Светозар Алексеевич замолчал и ушел глубоко в себя. Они медленно брели вдоль улицы. Их шаги тягуче шаркали по асфальту. Ночной майский ветер ломился через город, раскачивал провода.

— Я, Феденька, готовя себя к ней, исчерпал все возможности роста, если можно так выразиться. Я стоял на грани возможного для меня совершенства и должен был рано или поздно двинуться вспять. Оставалось несколько лет. Ну, может, пять лет, восемь, и Вавилонская башня должна была начать разваливаться. И поддерживать свой статус я мог только при наличии всего того, что имел. Мне нельзя было проваливаться вниз. Я имею в виду простые вещи: уходить из казенного обжитого дома, лишаться высокой зарплаты, удобств, всего установившегося ритма жизни. И вот первый кирпич в башне зашатался и выпал. Физический кирпич. Может, и не зашатался бы и не выпал, послужил бы еще, да Рядно за меня взялся.

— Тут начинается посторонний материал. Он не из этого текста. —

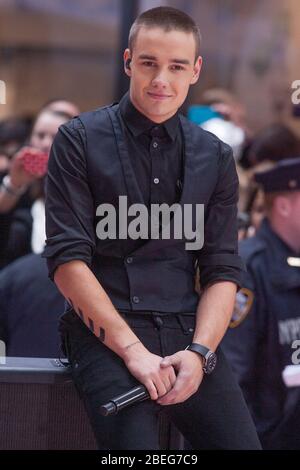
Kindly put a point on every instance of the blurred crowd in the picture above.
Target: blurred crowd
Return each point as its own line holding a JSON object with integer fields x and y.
{"x": 267, "y": 314}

Сделал своим объектом во всех речах. А за ним и остальные, вся шатия-братия. Я начал нервничать, суетиться... И вот, чувствую, что не во всем я для моей Оли интересен... Мужчина во мне стал пропадать. И она почувствовала потерю, смотрит в сторону, но молчит, молчит... Верна... Уже Андрюшке было три года.